Recent data offer evidence of the country’s economic decline. Industrial orders dropped 1.6 percent in October from the previous month while industrial production fell 0.9 percent over the same period, a Dec. 20 report showed. Unemployment jumped to a 17-month high of 8.5 percent in October, with youth unemployment topping 29 percent.

Plant Closing

Fiat SpA (F), the country’s biggest manufacturer, closed its Termini Imerese plant in Sicily last month as part of a plan to reduce costs and improve productivity at its Italian facilities as sales of its cars in Italy slump. Fiat agreed with unions to pay 21 million euros to support early retirement for 640 of the workers.

Monti, who took office a month ago as head of an unelected government of non-politicians, is seeking to show investors he can tame a 1.9 trillion-euro debt, bigger than that of Spain, Greece, Portugal and Ireland combined. Concern about Italy’s ability to finance its borrowing is sapping demand for Italian bonds and forcing the country to offer record returns to attract investors. The Treasury paid 6.47 percent at a sale of five-year debt on Dec. 14, the highest since 1997 and almost three times what Germany last paid to borrow for 10 years.

U.K. Deficit

Elsewhere in Europe, Britain’s budget deficit narrowed more than economists forecast in November as tax revenue eased and the government’s fiscal squeeze restrained spending. Net borrowing excluding support for banks fell to 18.1 billion pounds ($28.5 billion) from 20.4 billion pounds a year earlier.

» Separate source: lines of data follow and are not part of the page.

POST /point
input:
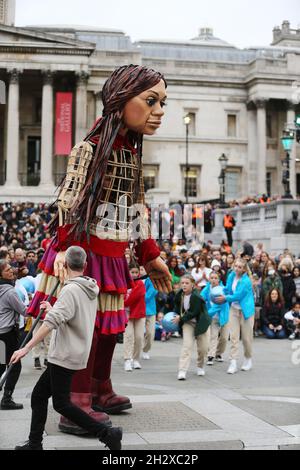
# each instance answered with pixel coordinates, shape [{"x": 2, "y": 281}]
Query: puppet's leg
[
  {"x": 104, "y": 398},
  {"x": 81, "y": 395}
]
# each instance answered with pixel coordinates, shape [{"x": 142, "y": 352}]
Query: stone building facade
[{"x": 239, "y": 102}]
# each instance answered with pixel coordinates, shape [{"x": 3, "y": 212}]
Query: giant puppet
[{"x": 104, "y": 181}]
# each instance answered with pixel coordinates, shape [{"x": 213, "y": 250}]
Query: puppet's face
[{"x": 143, "y": 113}]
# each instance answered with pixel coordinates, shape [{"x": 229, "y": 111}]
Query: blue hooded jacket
[
  {"x": 150, "y": 297},
  {"x": 215, "y": 309},
  {"x": 243, "y": 294}
]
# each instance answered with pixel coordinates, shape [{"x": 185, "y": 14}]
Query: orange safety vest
[{"x": 228, "y": 221}]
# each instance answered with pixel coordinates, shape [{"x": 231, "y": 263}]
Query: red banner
[{"x": 63, "y": 127}]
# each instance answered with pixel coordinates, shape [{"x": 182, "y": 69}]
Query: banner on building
[{"x": 63, "y": 123}]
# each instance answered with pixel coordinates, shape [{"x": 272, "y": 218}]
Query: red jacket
[{"x": 135, "y": 301}]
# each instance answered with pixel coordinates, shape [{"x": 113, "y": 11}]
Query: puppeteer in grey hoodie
[
  {"x": 73, "y": 319},
  {"x": 11, "y": 307}
]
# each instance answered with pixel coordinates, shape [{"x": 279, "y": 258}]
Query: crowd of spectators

Bank of England policy makers said the pace of their bond purchases is close to the market’s capacity as some signaled further stimulus might be needed next year to weather Europe’s sovereign debt crisis, according to the minutes of their Dec. 7- 8 meeting released today.

In Asia, Japan’s exports fell and the central bank lowered its assessment of the economy for a second straight month. Shipments dropped a more-than-expected 4.5 percent in November from a year earlier, a Ministry of Finance report showed today.

In the U.S., the National Association of Realtors releases revised existing home sale data and the Mortgage Bankers Association publishes a report on weekly mortgage applications.

With European governments struggling to find a lasting solution to a debt crisis that has increased sovereign borrowing costs and pushed economies from Italy to Greece and Portugal into recession, the European Central Bank has introduced a menu of measures designed to avert a credit crunch.

ECB Lending

The ECB said today it will lend euro-area banks more than economists forecast for three years in its latest attempt to keep credit flowing to the economy during the crisis. The Frankfurt-based ECB awarded 489 billion euros in 1,134-day loans, more than economists’ median estimate of 293 billion euros in a Bloomberg News survey.

With concern about Italy’s solvency on the rise, the country’s lenders are becoming increasingly dependent on the ECB to find funding. UniCredit SpA and Intesa Sanpaolo SpA are among Italian banks that will use bonds guaranteed by Italy as collateral for loans from the ECB, two people with knowledge of the matter said yesterday.

The plan, which is part of Monti’s budget package, allows the Treasury to offer guarantees for bonds issued by banks in order to give them access to ECB liquidity.